As part of Lebanon’s broader effort to address its economic and financial crisis, the troubled Middle Eastern country’s central bank plans to launch a new digital currency in 2021, Cointelegraph reports.

Central bank governor Riad Salameh told a gathering of officials Monday,“We must prepare a Lebanese digital currency project” as a way to boost confidence in the banking system.

“As for the monetary supply in the Lebanese market, it is estimated that there are $10 billion stored inside homes,” Salameh said, according to the state-run National News Agency.

Salameh added that a digital currency project launched in 2021 – a “regulatory mechanism” – will help implement a cashless financial system to improve the flow of money locally and overseas.

Lebanon is heavily reliant on remittances from its enormous global diaspora. In 2019, personal remittances constituted nearly 14% of Lebanon’s GDP, according to the World Bank. That figure was as high as 26.4% in 2004.

Salameh said Lebanon will maintain its gold reserves as a hedge against a wider market crisis. If such a crisis occurs, the central bank can liquidate its bullion on foreign markets for immediate relief.

Banque Du Liban, the country’s central bank, has been considering a central bank digital currency (CBDC) since at least 2018. This has become a more urgent matter since violent protests and silent bank runs brought Lebanon’s financial system to a halt earlier this year.

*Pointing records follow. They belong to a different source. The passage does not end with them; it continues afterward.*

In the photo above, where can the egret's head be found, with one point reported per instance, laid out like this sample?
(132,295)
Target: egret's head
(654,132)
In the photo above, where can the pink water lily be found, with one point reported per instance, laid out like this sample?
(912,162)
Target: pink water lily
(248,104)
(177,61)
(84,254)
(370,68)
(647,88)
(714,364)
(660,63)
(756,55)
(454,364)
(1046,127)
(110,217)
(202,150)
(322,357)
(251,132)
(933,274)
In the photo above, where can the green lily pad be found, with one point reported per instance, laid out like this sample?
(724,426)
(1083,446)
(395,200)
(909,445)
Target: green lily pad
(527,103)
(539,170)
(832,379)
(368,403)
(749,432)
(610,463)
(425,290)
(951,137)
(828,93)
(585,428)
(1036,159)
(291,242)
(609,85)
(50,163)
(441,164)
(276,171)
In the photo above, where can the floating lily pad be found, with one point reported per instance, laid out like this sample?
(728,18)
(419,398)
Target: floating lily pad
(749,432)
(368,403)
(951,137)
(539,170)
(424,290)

In June, protestors set fire to the central bank in Tripoli in a show of anger over the collapse of the lira, which had long been pegged at 1,500 per US dollar. The lira would eventually plummet to more than 5,000 per dollar before restabilizing.

The growing confusion over Lebanese fiat triggered a wave of bitcoin buying among locals, with peer-to-peer marketplaces like Localbitcoins seeing a sharp rise in activity.